Кардинал схватил графиню за руку и вскричал, как в бреду:
– Признайтесь: она не говорила этого! Она не оттолкнет меня!
– Я говорю с вами от ее имени.
– Она просит прервать свидания на время!
– Толкуйте как вам угодно, но примите во внимание ее приказ.
– Встречаться можно не только в парке. Есть множество более надежных мест. В конце концов, приезжала же королева к вам.
– Монсеньор, ни слова больше: ваша тайна лежит у меня на сердце смертельной тяжестью. Я не в силах более нести это бремя. Если нас не погубят ни ваша нескромность, ни случай, ни злоба врагов, то остаются ведь угрызения совести. Я знаю, что в минуту раскаяния она способна во всем признаться королю.
– Боже милостивый! Возможно ли? – вскричал г-н де Роган. – Неужели она на это решится?
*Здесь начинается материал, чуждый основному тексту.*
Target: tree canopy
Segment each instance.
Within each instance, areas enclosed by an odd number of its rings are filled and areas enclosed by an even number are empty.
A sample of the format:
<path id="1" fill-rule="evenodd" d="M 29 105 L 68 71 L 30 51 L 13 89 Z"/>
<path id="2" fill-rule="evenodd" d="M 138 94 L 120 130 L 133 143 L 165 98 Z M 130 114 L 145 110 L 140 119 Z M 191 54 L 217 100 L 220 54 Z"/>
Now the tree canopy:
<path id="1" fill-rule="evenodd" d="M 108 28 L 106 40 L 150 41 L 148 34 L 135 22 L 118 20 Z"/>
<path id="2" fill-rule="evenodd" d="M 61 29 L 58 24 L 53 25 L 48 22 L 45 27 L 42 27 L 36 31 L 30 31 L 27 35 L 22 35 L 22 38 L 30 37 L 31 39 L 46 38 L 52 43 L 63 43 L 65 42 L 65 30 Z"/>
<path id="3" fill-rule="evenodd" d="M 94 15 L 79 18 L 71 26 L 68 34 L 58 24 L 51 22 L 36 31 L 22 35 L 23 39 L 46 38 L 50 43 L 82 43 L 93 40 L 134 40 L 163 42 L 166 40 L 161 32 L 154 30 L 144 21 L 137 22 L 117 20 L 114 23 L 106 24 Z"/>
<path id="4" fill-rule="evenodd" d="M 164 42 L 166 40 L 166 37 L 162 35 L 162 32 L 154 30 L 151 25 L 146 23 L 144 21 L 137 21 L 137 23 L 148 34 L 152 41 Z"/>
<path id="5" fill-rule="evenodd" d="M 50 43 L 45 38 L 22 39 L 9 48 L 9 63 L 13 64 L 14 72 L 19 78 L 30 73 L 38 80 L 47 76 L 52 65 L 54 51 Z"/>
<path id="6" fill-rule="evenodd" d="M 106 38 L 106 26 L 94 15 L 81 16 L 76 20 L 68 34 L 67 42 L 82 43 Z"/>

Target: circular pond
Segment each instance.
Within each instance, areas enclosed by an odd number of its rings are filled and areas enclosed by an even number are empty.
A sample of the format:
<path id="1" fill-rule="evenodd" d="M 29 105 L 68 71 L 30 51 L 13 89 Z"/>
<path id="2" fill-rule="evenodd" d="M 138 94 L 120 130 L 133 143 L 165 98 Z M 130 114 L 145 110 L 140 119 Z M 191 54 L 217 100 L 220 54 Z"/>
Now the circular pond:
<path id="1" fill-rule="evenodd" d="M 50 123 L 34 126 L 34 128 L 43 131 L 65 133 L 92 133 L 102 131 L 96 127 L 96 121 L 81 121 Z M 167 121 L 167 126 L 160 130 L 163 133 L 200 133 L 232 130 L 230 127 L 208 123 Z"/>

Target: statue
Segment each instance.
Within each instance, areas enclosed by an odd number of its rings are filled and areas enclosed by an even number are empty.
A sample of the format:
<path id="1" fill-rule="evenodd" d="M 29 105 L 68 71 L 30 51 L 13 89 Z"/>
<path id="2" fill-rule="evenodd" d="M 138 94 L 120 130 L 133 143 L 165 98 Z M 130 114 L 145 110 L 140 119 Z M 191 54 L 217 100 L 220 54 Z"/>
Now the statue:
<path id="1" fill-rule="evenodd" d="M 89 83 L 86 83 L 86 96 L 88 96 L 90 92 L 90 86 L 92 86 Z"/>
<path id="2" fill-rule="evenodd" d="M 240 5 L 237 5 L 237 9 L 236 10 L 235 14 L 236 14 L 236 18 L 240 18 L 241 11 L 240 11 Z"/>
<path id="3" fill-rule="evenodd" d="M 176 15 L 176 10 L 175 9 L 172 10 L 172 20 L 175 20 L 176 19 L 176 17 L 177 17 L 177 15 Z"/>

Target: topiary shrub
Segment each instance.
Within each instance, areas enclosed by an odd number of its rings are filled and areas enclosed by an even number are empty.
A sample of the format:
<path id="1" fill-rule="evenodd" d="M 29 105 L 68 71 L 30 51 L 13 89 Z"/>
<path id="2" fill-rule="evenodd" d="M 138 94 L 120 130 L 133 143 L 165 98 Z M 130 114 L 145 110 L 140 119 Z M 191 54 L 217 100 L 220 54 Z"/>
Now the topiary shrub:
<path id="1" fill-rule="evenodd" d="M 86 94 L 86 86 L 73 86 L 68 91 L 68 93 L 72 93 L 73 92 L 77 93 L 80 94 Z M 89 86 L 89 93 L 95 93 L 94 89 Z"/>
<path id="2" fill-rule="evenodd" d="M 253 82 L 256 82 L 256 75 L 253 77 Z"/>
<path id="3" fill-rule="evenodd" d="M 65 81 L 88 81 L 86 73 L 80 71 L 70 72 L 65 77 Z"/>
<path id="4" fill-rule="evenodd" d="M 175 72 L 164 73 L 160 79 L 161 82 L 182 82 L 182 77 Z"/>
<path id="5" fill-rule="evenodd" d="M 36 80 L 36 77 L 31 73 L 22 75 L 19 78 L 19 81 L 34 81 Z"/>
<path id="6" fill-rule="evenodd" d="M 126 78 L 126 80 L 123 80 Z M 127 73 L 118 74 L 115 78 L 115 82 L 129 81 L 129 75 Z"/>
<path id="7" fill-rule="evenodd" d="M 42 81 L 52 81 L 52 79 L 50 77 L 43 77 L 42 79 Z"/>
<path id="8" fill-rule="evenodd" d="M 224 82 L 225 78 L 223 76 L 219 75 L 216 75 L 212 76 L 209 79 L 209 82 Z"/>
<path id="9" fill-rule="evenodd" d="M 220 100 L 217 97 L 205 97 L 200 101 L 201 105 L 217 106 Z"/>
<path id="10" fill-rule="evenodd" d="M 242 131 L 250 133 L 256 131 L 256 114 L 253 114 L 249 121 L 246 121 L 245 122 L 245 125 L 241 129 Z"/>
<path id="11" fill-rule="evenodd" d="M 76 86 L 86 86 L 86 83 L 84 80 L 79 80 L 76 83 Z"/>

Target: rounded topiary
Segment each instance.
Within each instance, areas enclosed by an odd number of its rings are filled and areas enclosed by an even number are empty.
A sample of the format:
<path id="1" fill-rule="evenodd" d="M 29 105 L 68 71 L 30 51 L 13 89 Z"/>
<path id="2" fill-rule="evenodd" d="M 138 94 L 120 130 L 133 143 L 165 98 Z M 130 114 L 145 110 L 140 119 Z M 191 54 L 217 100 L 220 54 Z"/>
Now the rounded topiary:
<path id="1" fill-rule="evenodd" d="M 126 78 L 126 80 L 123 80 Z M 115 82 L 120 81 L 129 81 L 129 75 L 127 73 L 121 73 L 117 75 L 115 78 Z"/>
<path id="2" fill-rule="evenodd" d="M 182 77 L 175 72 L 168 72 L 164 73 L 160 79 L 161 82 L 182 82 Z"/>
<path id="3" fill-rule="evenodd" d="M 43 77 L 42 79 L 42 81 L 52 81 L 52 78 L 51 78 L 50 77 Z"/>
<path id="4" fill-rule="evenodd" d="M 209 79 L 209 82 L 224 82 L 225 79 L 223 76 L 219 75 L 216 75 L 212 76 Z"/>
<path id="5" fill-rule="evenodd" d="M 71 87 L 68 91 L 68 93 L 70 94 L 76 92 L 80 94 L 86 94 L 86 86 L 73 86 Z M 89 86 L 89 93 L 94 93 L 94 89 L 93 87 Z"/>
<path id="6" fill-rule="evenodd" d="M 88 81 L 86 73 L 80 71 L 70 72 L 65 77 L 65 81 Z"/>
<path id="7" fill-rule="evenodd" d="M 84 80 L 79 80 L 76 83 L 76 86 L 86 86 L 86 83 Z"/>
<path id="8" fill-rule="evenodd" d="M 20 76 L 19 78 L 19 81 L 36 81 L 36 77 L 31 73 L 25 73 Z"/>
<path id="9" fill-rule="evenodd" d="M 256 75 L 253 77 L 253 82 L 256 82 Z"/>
– Если бы вы видели ее сейчас, она бы внушила вам жалость.
Кардинал порывисто вскочил на ноги.
– Что делать? – произнес он.
– Молчать: это ее утешит.
– Она решит, что я забыл ее.
Жанна пожала плечами.
– Она сочтет, что я веду себя низко.
– Ничуть. Какая же низость в том, чтобы ее спасти?
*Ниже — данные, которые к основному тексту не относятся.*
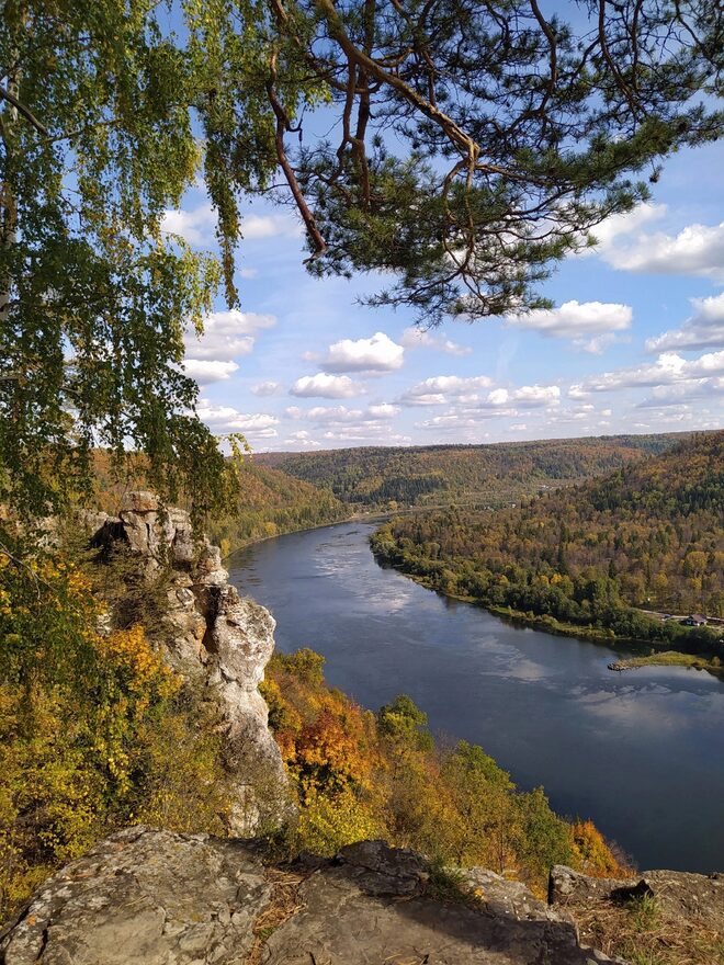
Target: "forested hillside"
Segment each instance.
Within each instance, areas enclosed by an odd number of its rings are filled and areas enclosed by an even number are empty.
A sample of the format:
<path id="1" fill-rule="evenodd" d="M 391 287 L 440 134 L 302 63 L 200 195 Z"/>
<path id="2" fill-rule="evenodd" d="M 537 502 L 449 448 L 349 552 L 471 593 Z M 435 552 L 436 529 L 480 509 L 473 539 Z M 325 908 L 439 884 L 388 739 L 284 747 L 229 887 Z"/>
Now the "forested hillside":
<path id="1" fill-rule="evenodd" d="M 397 519 L 373 547 L 430 586 L 489 606 L 719 651 L 716 634 L 631 608 L 724 616 L 724 433 L 517 508 Z"/>
<path id="2" fill-rule="evenodd" d="M 349 503 L 373 508 L 518 501 L 544 486 L 586 479 L 672 446 L 676 434 L 506 442 L 493 445 L 364 447 L 269 453 L 275 466 Z"/>
<path id="3" fill-rule="evenodd" d="M 223 549 L 252 540 L 293 533 L 343 520 L 349 507 L 329 491 L 295 479 L 280 469 L 245 459 L 239 468 L 236 511 L 210 521 L 212 538 Z"/>
<path id="4" fill-rule="evenodd" d="M 376 714 L 325 683 L 324 657 L 276 654 L 262 691 L 299 807 L 284 844 L 335 854 L 382 838 L 442 865 L 483 864 L 543 892 L 552 864 L 593 875 L 618 862 L 590 821 L 555 815 L 542 787 L 519 791 L 483 748 L 437 747 L 405 695 Z"/>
– Может ли женщина простить того, кто сам лишил себя счастья видеться с нею?
– Судите о ней не так, как обо мне.
– Я знаю ее силу и величие. Я люблю ее за отвагу и благородное сердце. Что ж, она может рассчитывать на меня так же, как я рассчитываю на нее. Я должен увидеться с ней в последний раз; я должен излить ей все, что у меня на сердце, потом я свято исполню все, что она решит после того, как меня выслушает.
Жанна поднялась.
– Как вам будет угодно, – сказала она. – Ступайте! Но вы поедете один! Сегодня я бросила в Сену ключ от парка. Отправляйтесь в Версаль, коль скоро вам этого хочется, а я отправлюсь в Швейцарию или Голландию. Чем дальше от бомбы, тем меньше опасность, что меня заденет взрывом.
– Графиня! Вы меня бросите, вы меня покинете? О Господи! С кем же мне говорить о ней?
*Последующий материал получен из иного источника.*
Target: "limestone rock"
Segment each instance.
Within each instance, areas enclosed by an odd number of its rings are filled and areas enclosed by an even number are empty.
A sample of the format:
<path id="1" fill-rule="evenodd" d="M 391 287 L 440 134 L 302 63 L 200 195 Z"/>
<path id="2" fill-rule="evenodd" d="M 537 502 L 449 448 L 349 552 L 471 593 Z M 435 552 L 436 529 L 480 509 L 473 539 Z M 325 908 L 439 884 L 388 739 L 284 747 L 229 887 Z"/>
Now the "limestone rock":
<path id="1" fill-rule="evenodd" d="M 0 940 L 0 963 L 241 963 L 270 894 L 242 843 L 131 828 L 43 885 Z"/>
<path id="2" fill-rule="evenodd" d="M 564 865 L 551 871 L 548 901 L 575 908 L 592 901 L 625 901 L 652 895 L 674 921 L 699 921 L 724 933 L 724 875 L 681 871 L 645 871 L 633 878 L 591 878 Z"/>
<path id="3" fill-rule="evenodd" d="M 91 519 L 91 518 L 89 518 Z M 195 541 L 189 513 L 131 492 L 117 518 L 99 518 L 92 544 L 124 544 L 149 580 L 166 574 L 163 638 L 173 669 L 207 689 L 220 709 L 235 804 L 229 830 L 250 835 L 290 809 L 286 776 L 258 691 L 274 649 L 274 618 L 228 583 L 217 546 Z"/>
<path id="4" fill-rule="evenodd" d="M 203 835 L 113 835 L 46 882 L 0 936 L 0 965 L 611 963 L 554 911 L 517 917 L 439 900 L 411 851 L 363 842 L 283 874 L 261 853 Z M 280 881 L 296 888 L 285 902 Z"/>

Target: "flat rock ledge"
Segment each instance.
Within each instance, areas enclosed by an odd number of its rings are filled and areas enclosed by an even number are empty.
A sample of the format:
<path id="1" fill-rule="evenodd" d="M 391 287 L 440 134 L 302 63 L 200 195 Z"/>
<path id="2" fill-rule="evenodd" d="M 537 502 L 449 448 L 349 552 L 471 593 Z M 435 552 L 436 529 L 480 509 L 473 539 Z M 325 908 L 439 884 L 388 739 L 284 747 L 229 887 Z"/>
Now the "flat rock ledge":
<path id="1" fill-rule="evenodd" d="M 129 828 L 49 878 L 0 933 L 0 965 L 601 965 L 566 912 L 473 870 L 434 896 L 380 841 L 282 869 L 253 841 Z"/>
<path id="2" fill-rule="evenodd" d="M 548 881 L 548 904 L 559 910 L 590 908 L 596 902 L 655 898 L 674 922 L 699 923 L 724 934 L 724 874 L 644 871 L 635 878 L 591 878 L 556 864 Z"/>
Тут Жанна припомнила подходящие к случаю места из Мольера, и никогда еще такой обезумевший Валер не подавал столь хитрой Дорине более удобных реплик[135].
– Разве у вас нет парка? Разве в нем нет эха? – отвечала Жанна. – Твердите им имя своей Амариллиады[136].
– Сжальтесь, графиня, я в отчаянии, – отозвался прелат с неподдельной искренностью в голосе.
– Ну что ж, – отвечала Жанна резким и безжалостным тоном, как хирург, решившийся на ампутацию. – Если вы в отчаянии, господин де Роган, выбросьте из головы ребяческие бредни: они опаснее пороха, опаснее чумы, опаснее смерти! Раз эта женщина так дорога вам, пощадите ее, вместо того чтобы губить, и если у вас осталось хоть немного доброты и благодарности, не увлекайте за собой в пропасть тех, кто по дружбе помогал вам. Что до меня, то я с огнем не играю. Клянетесь ли вы две недели, начиная с нынешнего дня, не предпринимать ни единого шага, чтобы увидеть королеву? Просто увидеть, понимаете, не говоря уж о том, чтобы беседовать с нею? Клянетесь? Тогда я остаюсь и смогу вам еще помочь. Или вы решили идти напролом, пренебрегая ее и моей безопасностью? Если я об этом узнаю, то через десять минут меня здесь не будет. А вы уж выпутывайтесь, как сумеете.